If you do not wish the online service to collect data through cookies, you can prevent cookies (most browser software allow the user to disable cookies). You can prevent Google Analytics from collecting data about you. Read more about this on Google’s website. However, please note that in this case, it is possible that the online service does not function properly. 

 

Your rights 

  1. Right of access (right of review)
    You have the right to know your personal data stored in the data file. You can request access to your data as described in this policy.
  2. Right to demand rectification or erasure of data (right to be forgotten)
    We will erase, rectify or supplement, on our own initiative or at the request of the data subject, any data that is erroneous, unnecessary, incomplete or obsolete with regard to the processing.
  3. Right to restriction of processing
    The data subject has the right to request the restriction of the active processing of their personal data when, for instance, the data subject contests the accuracy of their personal data and requests the rectification or erasure of the data. In this case, the personal data in question may only be stored, not otherwise processed. The restriction of processing is ensured by technical means. Before the restriction of processing is lifted, we will inform the data subject of this. 
  4. Right to object to the processing of personal data
    You have the right to object the processing of personal data concerning you provided that there is no compelling reason for the processing of the data, overriding your rights, or that the processing is not required for handling a legal claim.
  5. Right to data portability
    As far as the data subject has provided data to the customer data file themselves and the data is processed on the basis of the data subject’s consent or commission, the data subject has the right to receive this data in a machine-readable format, as a rule, and the right to transmit this data to another data controller.
  6. Withdrawing consent
    If personal data is processed on the basis of the data subject’s consent, the data subject has the right to withdraw their consent by informing us of this. You can withdraw your consent as described in the section “Requests related to the rights” of this policy.
  7. Right to lodge a complaint with a supervisory authority
    The data subject has the right to lodge a complaint with a competent supervisory authority if the data controller has not complied with the applicable data protection regulations in their operations.

 

Contact information for requests related to the rights of data subjects 

Any enquiries and requests related to the data file can be submitted either in person by presenting an identity document or by sending an email to sales@kopar.fi. After this, we may contact you over the phone to verify your identity. 

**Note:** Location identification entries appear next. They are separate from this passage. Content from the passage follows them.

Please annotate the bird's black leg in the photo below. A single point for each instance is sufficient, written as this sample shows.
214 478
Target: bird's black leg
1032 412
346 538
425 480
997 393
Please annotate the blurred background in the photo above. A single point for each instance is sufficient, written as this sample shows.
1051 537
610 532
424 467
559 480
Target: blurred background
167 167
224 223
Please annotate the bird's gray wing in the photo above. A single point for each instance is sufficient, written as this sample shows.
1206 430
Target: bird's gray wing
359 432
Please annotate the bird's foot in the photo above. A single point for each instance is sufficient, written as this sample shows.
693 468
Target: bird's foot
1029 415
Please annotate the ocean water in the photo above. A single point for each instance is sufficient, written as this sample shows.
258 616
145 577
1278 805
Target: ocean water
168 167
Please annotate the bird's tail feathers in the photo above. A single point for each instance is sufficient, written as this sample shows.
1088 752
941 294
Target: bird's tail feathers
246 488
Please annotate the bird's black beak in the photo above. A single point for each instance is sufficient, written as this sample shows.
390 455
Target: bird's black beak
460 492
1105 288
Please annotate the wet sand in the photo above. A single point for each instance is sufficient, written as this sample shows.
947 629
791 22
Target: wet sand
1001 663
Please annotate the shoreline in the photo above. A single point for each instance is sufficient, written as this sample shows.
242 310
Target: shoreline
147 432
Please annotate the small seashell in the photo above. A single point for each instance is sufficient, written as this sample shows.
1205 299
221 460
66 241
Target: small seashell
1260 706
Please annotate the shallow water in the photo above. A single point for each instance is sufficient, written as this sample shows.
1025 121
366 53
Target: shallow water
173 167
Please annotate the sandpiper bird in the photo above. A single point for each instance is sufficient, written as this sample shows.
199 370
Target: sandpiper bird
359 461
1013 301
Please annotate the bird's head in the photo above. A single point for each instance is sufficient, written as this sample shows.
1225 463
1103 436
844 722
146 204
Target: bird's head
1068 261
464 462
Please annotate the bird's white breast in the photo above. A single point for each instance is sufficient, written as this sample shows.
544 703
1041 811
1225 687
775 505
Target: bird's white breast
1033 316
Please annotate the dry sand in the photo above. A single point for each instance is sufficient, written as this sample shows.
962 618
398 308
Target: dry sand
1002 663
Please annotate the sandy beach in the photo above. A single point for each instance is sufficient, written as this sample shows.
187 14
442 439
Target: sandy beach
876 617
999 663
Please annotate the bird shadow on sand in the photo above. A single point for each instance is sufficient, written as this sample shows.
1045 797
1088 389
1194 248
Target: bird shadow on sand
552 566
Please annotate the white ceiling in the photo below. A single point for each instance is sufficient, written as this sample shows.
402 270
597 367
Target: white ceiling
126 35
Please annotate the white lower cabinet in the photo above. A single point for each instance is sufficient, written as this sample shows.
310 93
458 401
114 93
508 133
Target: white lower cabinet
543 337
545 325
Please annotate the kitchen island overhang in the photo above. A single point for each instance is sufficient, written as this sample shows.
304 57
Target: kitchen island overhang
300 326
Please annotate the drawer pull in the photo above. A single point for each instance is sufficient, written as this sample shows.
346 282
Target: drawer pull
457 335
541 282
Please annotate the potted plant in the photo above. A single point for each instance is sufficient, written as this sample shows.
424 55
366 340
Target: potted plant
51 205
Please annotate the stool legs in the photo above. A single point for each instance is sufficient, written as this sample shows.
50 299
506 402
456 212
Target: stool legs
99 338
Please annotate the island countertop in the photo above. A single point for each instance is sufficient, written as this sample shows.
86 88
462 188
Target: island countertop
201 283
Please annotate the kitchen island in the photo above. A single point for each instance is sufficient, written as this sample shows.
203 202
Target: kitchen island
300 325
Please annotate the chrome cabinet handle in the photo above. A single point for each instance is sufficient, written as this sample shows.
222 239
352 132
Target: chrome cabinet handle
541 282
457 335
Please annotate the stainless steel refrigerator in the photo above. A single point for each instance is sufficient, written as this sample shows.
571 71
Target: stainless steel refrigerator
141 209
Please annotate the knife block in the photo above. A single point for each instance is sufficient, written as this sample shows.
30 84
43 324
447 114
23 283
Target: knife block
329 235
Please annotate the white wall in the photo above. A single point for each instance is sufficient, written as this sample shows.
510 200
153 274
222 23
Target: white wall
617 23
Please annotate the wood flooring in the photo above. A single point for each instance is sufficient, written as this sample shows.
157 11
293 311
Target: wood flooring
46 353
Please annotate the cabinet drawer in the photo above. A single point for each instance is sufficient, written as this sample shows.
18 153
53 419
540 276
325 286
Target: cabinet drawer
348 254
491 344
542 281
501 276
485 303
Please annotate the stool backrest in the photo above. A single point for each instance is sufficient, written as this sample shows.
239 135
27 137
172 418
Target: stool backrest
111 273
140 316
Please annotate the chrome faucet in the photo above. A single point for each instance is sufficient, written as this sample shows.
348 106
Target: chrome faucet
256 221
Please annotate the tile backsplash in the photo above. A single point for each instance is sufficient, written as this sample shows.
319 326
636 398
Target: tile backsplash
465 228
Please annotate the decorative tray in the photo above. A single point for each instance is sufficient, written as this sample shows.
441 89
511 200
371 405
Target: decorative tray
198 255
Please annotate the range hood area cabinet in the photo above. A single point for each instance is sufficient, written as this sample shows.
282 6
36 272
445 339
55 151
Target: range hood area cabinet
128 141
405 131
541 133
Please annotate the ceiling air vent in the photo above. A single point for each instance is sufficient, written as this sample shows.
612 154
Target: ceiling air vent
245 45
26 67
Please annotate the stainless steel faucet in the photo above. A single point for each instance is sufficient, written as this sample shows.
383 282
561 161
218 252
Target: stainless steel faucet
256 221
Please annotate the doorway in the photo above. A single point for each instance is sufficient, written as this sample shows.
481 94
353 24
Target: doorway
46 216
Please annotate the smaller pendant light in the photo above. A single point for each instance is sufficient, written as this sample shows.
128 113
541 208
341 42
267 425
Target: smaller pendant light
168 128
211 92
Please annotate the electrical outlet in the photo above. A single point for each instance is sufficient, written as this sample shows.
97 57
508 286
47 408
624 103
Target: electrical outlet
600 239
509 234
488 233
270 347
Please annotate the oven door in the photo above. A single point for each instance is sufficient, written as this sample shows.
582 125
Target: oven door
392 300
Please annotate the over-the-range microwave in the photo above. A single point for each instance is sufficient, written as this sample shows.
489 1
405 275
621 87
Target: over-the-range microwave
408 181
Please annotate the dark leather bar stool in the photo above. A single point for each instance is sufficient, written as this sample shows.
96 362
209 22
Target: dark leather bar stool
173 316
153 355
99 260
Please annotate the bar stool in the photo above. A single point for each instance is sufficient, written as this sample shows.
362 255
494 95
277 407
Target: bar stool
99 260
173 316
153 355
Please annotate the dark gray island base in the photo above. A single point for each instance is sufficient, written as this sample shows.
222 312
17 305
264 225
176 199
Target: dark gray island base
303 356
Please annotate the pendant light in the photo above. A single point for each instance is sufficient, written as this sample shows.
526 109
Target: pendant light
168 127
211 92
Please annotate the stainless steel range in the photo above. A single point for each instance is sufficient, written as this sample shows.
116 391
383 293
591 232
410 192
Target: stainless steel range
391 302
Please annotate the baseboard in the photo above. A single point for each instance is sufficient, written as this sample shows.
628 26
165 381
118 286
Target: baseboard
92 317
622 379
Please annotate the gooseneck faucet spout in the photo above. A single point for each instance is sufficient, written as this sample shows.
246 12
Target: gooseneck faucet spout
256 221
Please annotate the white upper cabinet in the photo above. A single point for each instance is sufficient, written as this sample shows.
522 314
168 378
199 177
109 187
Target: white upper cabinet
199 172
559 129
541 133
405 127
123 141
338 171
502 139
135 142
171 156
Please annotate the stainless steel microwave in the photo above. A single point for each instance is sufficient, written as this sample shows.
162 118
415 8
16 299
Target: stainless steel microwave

You can collect the requested data from our office on the agreed date and time. 

We respond to requests within one (1) month of submitting the request unless there are special reasons for a longer response time. We may also refuse to fulfil your request on grounds defined in applicable law. 

As a rule, exercising your rights is free of charge. 

 

Obligatory provision of information 

If you do not approve of the processing of your personal data within the framework of the purposes and rights described in this Privacy Policy, it is likely that we cannot serve you and fully realise the purpose of our operations. 

 

Validity of the Privacy Policy 

We always update the most recent, valid Privacy Policy in this address.